Convert scientific notation to float when using OpenRowSet to import a .CSV file

amarcy picture amarcy · Sep 19, 2011 · Viewed 28.2k times · Source

I am using openrowset to import a csv file into SQL Server. One of the columns in the csv file contains numbers in scientific notation (1.08E+05) and the column in the table it is being inserted

By default it is importing the value as 1 and ignoring the .08E+05.

I have tried using cast() and convert() to convert the value directly when the query is executed as well as setting up the datatype in the table as a character string and importing it as such. All of these methods have the same behavior where the .08E+05 is ignored.

Is there a way to have the value imported as 108000 instead of 1 without the .08E+05 without having to change the csv file itself?

Setting up the datatype as a varchar and reading in the csv file appears to have the same effect with the following code:

CREATE TABLE #dataTemp (StartDate datetime, Value varchar(12))

SET @insertDataQuery = 'SELECT Date, CSVValue from OpenRowset(''MSDASQL'', ''Driver={Microsoft Text Driver (*.txt; *.csv)}; DefaultDir=' 
SET @insertDataQuery = @insertDataQuery + 'C:\Data\;'',''SELECT * FROM '+ '11091800.csv' + ''')'

INSERT INTO #dataTemp EXEC(@insertDataQuery)

SELECT * FROM #dataTemp

Not all of the values in the CSV file have the scientific notation and the value without it, e.g. 81000 come across without issue.

Answer

Aaron Bertrand picture Aaron Bertrand · Sep 19, 2011

For BULK INSERT methodologies I've often found it simpler to first move the data into a table of all varchars, then get rid of extraneous things like quoted delimiters and fix formatting. I remember having a heck of a time getting rid of the scientific notation, you can just play with the varchar table until you get it right. I remember attempting all kinds of precision/scale combinations until I finally found one that was compatible.
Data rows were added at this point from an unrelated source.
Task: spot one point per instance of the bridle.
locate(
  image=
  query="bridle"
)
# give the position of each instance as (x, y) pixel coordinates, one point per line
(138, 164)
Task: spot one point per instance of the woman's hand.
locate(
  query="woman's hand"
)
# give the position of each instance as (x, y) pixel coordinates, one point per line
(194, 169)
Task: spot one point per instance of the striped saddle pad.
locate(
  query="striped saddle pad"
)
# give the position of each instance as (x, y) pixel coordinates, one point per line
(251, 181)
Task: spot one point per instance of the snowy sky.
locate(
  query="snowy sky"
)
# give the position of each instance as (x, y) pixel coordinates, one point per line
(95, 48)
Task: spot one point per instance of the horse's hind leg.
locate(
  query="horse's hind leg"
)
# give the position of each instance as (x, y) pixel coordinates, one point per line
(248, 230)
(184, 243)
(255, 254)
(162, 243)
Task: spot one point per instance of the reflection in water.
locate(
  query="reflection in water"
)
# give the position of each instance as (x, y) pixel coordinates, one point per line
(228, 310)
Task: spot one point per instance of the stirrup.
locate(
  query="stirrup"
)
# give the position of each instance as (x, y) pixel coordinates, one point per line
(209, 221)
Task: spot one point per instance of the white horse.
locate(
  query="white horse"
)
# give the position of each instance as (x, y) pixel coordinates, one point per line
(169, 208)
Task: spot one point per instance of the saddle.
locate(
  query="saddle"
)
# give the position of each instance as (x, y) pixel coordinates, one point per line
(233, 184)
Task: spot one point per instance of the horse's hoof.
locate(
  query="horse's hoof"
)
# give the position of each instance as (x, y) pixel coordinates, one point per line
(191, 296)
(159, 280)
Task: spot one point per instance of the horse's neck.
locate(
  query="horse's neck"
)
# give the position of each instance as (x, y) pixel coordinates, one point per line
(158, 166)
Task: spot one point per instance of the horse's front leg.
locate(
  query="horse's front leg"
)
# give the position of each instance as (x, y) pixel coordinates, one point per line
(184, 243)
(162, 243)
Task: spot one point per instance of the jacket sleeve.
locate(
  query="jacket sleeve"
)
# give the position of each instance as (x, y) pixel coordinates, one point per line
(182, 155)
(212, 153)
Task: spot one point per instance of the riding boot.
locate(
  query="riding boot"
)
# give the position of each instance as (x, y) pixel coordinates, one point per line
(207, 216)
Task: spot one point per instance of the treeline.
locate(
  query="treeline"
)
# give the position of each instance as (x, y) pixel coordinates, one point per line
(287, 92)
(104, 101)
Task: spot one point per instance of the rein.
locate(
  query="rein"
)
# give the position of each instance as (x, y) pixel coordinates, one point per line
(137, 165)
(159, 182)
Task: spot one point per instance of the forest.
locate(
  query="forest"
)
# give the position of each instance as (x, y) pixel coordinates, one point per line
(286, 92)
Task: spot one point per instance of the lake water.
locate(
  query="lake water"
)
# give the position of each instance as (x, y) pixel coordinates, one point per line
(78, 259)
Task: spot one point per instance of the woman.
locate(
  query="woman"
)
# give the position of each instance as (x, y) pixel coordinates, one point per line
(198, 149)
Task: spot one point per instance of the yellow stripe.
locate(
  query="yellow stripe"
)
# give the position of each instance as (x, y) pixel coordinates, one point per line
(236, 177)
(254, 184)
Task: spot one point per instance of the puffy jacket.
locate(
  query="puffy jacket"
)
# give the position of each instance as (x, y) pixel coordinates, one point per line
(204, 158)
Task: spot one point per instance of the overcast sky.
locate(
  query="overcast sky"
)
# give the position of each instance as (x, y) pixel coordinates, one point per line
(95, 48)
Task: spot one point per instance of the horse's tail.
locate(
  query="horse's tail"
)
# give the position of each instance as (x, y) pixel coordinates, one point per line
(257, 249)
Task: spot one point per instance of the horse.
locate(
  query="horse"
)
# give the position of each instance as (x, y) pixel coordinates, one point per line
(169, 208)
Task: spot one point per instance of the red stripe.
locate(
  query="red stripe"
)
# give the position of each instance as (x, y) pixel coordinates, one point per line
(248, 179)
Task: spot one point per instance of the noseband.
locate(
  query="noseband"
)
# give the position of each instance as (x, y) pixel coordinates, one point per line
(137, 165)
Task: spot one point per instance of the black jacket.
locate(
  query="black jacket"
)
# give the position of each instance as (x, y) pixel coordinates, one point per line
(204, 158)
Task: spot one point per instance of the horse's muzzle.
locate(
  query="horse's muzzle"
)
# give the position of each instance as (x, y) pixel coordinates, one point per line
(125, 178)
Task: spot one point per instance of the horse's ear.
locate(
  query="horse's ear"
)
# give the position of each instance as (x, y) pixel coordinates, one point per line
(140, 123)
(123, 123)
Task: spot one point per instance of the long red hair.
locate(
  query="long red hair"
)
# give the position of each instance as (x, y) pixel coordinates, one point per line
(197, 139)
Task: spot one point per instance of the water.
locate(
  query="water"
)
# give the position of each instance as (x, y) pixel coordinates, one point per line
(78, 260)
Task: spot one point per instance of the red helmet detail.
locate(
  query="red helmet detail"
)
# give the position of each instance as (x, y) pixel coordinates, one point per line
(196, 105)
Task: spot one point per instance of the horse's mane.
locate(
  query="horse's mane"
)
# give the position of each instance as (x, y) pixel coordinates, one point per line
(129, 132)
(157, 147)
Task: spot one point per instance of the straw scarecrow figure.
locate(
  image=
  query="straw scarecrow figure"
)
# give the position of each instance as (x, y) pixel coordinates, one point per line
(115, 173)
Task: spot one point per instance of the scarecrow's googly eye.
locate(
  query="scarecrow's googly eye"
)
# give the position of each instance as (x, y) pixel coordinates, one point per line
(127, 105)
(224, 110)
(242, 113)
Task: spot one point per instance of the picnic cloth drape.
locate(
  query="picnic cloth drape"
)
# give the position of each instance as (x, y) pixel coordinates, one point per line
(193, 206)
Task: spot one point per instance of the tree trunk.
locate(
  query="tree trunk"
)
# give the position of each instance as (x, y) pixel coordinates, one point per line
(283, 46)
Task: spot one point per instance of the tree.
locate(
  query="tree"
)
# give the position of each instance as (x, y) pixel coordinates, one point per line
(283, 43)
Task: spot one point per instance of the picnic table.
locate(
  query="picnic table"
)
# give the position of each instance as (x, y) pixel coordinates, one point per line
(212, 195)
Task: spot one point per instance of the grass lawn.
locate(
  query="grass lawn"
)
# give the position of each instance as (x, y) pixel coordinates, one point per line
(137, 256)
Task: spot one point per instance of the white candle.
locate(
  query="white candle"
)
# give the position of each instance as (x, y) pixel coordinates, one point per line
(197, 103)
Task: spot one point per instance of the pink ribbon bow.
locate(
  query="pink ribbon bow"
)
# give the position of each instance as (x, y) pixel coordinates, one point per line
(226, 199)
I think for me it was FLOAT then DECIMAL(24,12)...

SELECT CONVERT(DECIMAL(24, 12), CONVERT(FLOAT, '1.08E+05'));

EDIT adding what I did to try to repro and/or demonstrate a less convoluted way.

I created a very simple CSV file:

StartDate,Value
20110808,81000
20110808,1.08E+05

Then I ran the following code (for some reason I can't get MSDASQL to run on my machine to save my life):

CREATE TABLE #dataTemp(StartDate DATETIME, Value VARCHAR(32));

BULK INSERT #dataTemp FROM 'C:\data\whatever.csv' 
    WITH (ROWTERMINATOR='\n', FIELDTERMINATOR=',', FIRSTROW = 2);

SELECT * FROM #dataTemp
GO
SELECT StartDate, CONVERT(INT, CONVERT(FLOAT, Value)) FROM #dataTemp;
GO
DROP TABLE #dataTemp;

Results:

StartDate               Value
----------------------- --------
2011-08-08 00:00:00.000 81000
2011-08-08 00:00:00.000 1.08E+05

StartDate               (No column name)
----------------------- ----------------
2011-08-08 00:00:00.000 81000
2011-08-08 00:00:00.000 108000